Ground truth alignment functions use Longest Common Subsequence (LCS) algorithms to synchronize AI-generated tokens with human-edited transcripts, ensuring accurate timing for corrected text.
updateSegmentWithGroundTruth
Aligns AI-generated tokens to a ground truth human-edited segment text. Uses Longest Common Subsequence (LCS) to identify anchor matches between tokenized output and ground truth. Where no matches exist, it interpolates timestamped tokens for unmatched words.
function updateSegmentWithGroundTruth(
segment: Segment,
groundTruth: string
): GroundedSegment
Parameters
A Segment object with ground truth text and AI-generated tokens
The ground truth text to apply to the segment’s text and its tokens
Returns
A new GroundedSegment with the tokens adjusted to match the ground truth text along with any unmatched tokens flagged with isUnknown: true
Example
import { updateSegmentWithGroundTruth } from 'paragrafs';
const segment = {
start: 0,
end: 10,
text: 'The Buick crown flock jumps',
tokens: [
{ start: 0, end: 1, text: 'The' },
{ start: 1, end: 3, text: 'Buick' },
{ start: 3, end: 5, text: 'crown' },
{ start: 5, end: 7, text: 'flock' },
{ start: 7, end: 10, text: 'jumps' }
]
};
// Correct the AI mistakes
const aligned = updateSegmentWithGroundTruth(
segment,
'The quick brown fox jumps'
);
console.log(aligned.tokens);
// [
// { start: 0, end: 1, text: 'The' }, // matched
// { start: 1, end: 3, text: 'quick', isUnknown: true }, // interpolated
// { start: 3, end: 5, text: 'brown', isUnknown: true }, // interpolated
// { start: 5, end: 7, text: 'fox', isUnknown: true }, // interpolated
// { start: 7, end: 10, text: 'jumps' } // matched
// ]
applyGroundTruthToSegment
Produces a segment with the ground truth replacing the text and its respective tokens. This is a convenience wrapper around updateSegmentWithGroundTruth that filters out unknown tokens.

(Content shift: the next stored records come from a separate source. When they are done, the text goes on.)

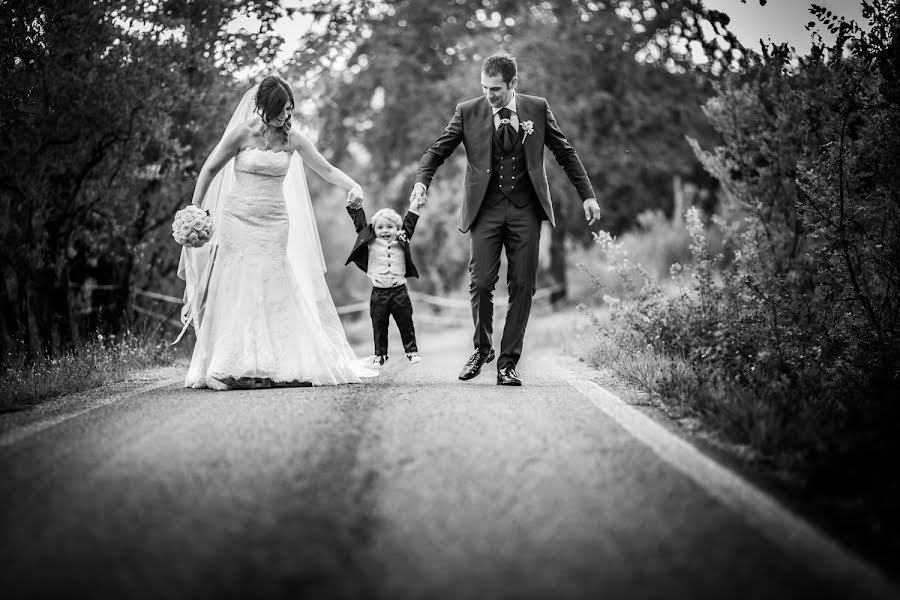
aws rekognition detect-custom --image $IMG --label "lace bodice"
[232,148,291,198]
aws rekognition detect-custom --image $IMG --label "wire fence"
[123,284,565,327]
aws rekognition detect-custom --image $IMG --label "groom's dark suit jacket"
[416,93,595,233]
[344,206,419,277]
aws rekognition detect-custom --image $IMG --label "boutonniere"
[522,121,534,137]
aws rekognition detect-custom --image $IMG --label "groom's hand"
[582,198,600,225]
[347,186,363,210]
[409,181,427,208]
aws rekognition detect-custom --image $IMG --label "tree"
[0,0,288,356]
[298,0,743,298]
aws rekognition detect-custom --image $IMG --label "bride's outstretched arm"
[191,127,244,206]
[291,131,362,199]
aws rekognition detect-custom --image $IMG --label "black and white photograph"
[0,0,900,600]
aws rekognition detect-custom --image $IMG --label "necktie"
[497,106,516,153]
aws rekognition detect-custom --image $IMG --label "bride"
[178,76,377,390]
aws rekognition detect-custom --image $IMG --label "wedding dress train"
[185,148,377,390]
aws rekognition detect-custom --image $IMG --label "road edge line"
[0,377,184,448]
[570,378,900,598]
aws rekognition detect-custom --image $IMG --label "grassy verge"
[577,213,900,578]
[0,332,175,413]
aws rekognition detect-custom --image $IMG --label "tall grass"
[0,330,175,412]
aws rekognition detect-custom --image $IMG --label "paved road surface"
[0,322,896,599]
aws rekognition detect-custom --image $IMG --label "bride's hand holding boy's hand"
[409,194,428,212]
[347,185,363,208]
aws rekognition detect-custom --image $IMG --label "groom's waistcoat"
[416,92,594,232]
[484,127,537,207]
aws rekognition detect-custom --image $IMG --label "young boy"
[344,200,424,366]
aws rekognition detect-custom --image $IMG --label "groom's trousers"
[469,198,543,369]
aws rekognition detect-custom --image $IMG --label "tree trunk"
[672,173,685,227]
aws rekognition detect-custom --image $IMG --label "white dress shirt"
[366,238,406,288]
[491,92,519,131]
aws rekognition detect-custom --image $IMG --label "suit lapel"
[516,94,540,162]
[478,98,494,165]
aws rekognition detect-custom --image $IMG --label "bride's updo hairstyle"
[256,75,294,144]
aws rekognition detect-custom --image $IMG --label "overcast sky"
[703,0,865,54]
[241,0,865,67]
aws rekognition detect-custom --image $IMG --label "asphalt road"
[0,324,896,599]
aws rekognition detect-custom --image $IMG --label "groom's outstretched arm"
[544,101,596,200]
[416,104,463,189]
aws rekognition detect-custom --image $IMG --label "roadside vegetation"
[590,2,900,570]
[0,329,175,414]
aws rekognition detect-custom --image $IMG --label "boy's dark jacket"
[344,206,419,277]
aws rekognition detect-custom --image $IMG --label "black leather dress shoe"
[459,348,495,381]
[497,367,522,385]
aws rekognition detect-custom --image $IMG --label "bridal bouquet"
[172,204,213,248]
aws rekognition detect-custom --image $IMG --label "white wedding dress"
[185,148,377,390]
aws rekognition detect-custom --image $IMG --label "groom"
[411,55,600,385]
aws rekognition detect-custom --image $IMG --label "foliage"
[298,0,743,296]
[0,0,281,358]
[0,328,174,412]
[598,1,900,479]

function applyGroundTruthToSegment(
segment: Segment,
groundTruth: string
): Segment
Parameters
The segment to replace the ground truth with
The human verified transcription of the segment
Returns
A segment with the ground truth applied to the segment text and its tokens (unknown tokens filtered out)
Example
import { applyGroundTruthToSegment } from 'paragrafs';
const segment = {
start: 0,
end: 10,
text: 'The Buick crown flock',
tokens: [
{ start: 0, end: 2.5, text: 'The' },
{ start: 2.5, end: 5, text: 'Buick' },
{ start: 5, end: 7.5, text: 'crown' },
{ start: 7.5, end: 10, text: 'flock' }
]
};
const corrected = applyGroundTruthToSegment(
segment,
'The quick brown fox'
);
console.log(corrected.text);
// 'The quick brown fox'
console.log(corrected.tokens);
// Only matched tokens are included (interpolated tokens are filtered out)
mergeSegments
Merges multiple segments into a single segment. Useful for combining sequential segments into one continuous block.
function mergeSegments(
segments: Segment[],
delimiter?: string
): Segment
Parameters
Array of segments to merge into one
Optional string to join segment texts (defaults to space)
Returns
A single merged segment containing all tokens with timing from first to last segment
Example
import { mergeSegments } from 'paragrafs';
const segments = [
{
start: 0,
end: 5,
text: 'Hello world',
tokens: [
{ start: 0, end: 2, text: 'Hello' },
{ start: 2, end: 5, text: 'world' }
]
},
{
start: 5,
end: 10,
text: 'How are you',
tokens: [
{ start: 5, end: 6, text: 'How' },
{ start: 6, end: 8, text: 'are' },
{ start: 8, end: 10, text: 'you' }
]
}
];
const merged = mergeSegments(segments);
console.log(merged);
// {
// start: 0,
// end: 10,
// text: 'Hello world How are you',
// tokens: [/* all 5 tokens */]
// }
// Custom delimiter
const mergedNewline = mergeSegments(segments, '\n');
console.log(mergedNewline.text);
// 'Hello world\nHow are you'
splitSegment
Splits a segment at a specific time point into exactly two segments. This function does the opposite of mergeSegments.
function splitSegment(
segment: Segment,
splitTime: number
): Segment[]
Parameters
The time (in seconds) at which to split the segment. Tokens with start < splitTime go to the first segment, others to the second.
Returns
An array containing exactly two segments
Example
import { splitSegment } from 'paragrafs';
const segment = {
start: 0,
end: 10,
text: 'The quick brown fox',
tokens: [
{ start: 0, end: 2, text: 'The' },
{ start: 2, end: 4, text: 'quick' },
{ start: 4, end: 7, text: 'brown' },
{ start: 7, end: 10, text: 'fox' }
]
};
const [first, second] = splitSegment(segment, 4);
console.log(first);
// {
// start: 0,
// end: 4,
// text: 'The quick',
// tokens: [
// { start: 0, end: 2, text: 'The' },
// { start: 2, end: 4, text: 'quick' }
// ]
// }
console.log(second);
// {
// start: 4,
// end: 10,
// text: 'brown fox',
// tokens: [
// { start: 4, end: 7, text: 'brown' },
// { start: 7, end: 10, text: 'fox' }
// ]
// }